Given this list, pregnancy advice—while more acceptable than not—is not surprisingly bottom tier. Only one other, both highly personal and highly political government involvement rivals it: advice on healthy eating. Still, even here a majority find it an appropriate action for the government (64 percent).
Perhaps public desire for more advice on Zika should not be surprising, given widespread concern about Zika. According to our survey, 56 percent of Americans said they are concerned or very concerned about Zika, with little variation by gender or geography.
After reading a short description of the virus, even more (72 percent) said they were concerned. Women of all ages were particularly concerned, as were younger men, probably because of their closeness to concerns about birth defects.

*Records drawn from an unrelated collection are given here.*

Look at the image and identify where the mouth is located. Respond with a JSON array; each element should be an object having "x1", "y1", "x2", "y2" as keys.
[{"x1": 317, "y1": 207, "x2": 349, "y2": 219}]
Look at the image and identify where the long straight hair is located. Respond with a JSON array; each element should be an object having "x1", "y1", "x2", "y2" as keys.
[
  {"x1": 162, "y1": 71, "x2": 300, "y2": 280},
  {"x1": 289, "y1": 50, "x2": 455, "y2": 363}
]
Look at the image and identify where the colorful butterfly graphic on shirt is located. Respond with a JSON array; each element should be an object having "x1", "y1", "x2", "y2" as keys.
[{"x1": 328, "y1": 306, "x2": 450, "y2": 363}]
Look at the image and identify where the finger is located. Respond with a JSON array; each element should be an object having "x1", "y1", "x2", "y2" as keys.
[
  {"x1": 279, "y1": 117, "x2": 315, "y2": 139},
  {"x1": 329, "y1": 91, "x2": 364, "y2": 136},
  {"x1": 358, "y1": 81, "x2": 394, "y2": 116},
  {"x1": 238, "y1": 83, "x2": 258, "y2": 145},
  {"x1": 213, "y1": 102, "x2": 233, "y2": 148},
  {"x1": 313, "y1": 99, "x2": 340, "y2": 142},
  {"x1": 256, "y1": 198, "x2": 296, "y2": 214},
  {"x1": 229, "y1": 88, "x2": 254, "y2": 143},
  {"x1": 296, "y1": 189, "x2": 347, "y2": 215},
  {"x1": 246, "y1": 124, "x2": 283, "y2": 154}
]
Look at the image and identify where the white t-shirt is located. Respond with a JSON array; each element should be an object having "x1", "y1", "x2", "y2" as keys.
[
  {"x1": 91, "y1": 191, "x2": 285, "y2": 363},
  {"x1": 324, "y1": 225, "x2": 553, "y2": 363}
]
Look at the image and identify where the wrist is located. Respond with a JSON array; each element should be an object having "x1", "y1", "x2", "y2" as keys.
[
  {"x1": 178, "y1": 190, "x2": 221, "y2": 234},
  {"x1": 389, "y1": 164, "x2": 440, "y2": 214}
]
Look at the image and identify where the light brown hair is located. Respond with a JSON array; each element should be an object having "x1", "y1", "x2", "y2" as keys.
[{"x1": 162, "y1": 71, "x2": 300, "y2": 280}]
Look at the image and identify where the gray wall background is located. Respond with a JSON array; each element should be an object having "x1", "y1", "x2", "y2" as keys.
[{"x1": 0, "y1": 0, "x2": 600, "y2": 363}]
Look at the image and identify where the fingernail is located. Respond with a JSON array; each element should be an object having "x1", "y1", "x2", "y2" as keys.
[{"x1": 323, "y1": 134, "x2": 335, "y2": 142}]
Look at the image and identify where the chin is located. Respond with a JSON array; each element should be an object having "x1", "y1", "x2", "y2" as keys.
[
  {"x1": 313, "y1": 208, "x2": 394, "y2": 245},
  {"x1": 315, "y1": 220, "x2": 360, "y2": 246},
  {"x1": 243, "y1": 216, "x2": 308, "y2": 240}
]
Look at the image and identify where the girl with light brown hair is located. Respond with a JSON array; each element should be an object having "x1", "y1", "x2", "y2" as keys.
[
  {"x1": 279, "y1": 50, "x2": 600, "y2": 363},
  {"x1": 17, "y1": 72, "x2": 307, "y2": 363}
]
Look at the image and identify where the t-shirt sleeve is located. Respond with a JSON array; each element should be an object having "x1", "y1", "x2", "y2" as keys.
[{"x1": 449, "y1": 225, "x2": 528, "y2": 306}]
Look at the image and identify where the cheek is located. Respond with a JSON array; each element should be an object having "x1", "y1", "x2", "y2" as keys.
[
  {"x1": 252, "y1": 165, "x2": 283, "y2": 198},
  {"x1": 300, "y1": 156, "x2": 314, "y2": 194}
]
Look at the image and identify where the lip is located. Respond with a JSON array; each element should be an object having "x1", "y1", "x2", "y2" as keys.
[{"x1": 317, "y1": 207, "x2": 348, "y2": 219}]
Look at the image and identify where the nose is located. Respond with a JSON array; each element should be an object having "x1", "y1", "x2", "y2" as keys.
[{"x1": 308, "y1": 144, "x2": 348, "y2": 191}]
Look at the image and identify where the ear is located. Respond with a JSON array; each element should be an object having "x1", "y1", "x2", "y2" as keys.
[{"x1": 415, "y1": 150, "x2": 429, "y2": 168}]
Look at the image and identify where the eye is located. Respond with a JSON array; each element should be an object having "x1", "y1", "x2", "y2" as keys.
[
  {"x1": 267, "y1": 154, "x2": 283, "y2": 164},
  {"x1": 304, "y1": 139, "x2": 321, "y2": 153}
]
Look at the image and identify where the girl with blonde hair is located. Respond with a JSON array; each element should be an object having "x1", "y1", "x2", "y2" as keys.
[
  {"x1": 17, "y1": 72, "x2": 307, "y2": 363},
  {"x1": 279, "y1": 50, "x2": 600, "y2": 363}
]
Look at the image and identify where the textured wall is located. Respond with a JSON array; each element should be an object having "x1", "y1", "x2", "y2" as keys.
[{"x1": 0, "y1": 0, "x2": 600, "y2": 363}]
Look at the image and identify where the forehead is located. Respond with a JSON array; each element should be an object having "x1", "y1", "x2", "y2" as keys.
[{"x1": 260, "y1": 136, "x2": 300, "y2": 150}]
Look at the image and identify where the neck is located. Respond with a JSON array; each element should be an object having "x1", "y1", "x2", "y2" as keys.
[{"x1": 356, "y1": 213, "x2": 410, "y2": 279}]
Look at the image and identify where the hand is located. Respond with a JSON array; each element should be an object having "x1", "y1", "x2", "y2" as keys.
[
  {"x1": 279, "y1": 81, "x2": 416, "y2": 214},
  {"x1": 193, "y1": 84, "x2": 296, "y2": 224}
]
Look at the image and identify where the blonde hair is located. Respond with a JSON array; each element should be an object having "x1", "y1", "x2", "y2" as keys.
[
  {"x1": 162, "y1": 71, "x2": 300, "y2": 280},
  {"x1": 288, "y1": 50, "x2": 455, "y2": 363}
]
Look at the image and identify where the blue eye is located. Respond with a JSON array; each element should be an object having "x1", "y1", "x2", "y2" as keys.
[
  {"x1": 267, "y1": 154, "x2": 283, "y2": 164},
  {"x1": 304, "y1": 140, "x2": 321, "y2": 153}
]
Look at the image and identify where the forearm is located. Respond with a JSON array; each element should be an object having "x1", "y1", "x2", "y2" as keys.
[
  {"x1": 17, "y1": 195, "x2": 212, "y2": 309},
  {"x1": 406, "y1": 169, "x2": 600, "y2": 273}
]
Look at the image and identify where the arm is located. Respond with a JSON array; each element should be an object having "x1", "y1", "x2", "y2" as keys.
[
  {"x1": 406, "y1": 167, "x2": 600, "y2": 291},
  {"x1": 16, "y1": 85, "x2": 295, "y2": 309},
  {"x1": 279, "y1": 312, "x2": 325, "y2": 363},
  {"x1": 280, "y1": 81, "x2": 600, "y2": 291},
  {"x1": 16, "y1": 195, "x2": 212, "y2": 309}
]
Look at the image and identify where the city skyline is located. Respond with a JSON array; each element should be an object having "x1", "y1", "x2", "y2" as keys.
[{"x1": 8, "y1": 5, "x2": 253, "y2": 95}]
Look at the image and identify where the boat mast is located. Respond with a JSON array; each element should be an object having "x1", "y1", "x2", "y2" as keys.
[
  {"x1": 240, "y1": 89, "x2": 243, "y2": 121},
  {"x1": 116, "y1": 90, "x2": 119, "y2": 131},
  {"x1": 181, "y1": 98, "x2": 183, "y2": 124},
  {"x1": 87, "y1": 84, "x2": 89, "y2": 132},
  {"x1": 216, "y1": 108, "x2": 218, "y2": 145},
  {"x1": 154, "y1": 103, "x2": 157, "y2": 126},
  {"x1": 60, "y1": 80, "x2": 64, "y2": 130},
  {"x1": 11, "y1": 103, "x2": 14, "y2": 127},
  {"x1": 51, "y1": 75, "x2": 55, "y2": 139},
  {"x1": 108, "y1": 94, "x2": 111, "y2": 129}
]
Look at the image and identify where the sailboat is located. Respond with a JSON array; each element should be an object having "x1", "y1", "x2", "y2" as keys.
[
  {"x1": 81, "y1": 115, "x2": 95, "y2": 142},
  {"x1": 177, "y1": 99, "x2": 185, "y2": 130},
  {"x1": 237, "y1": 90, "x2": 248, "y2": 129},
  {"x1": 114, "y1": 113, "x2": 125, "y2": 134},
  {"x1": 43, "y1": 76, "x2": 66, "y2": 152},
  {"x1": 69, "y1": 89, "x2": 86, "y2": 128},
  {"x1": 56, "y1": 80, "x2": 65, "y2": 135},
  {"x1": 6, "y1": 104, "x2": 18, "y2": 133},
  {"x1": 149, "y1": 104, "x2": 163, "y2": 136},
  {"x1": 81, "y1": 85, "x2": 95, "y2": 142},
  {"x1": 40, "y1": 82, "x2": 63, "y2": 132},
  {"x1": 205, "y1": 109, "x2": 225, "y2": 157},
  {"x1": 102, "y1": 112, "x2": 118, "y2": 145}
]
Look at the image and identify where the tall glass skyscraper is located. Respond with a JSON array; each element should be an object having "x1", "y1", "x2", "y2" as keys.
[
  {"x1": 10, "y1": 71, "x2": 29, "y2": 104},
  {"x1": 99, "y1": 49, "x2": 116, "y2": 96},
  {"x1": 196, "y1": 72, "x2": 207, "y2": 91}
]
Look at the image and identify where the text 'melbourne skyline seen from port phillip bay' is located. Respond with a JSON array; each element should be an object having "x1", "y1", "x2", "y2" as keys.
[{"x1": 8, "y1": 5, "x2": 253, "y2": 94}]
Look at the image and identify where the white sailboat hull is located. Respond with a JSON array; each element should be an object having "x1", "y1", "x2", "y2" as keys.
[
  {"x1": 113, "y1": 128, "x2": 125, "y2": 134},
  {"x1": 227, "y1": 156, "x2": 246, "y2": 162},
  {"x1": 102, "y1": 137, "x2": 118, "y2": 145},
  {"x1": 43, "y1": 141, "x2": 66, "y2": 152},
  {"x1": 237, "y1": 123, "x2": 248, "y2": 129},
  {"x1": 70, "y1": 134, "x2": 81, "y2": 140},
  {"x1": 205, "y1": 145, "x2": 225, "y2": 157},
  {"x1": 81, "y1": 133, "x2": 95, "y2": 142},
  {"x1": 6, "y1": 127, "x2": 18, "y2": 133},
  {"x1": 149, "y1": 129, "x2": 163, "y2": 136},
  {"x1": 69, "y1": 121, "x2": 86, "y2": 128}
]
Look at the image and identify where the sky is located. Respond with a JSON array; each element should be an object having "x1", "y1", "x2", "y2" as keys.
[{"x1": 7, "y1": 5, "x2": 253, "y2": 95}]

But what perhaps is surprising is the openness to a wide variety of government advice on the personal and inconvenient. Even at a time when trust in government is at historic lows, and seemingly every issue can become politically charged, Americans want more government input on keeping safe and healthy. On Zika, like other potential health crises, we should not let fear of controversy or worries about government overreach get in the away of good, scientifically-backed advice.
Jonathan Kay is Global Head of Healthcare at Penn, Schoen and Berland.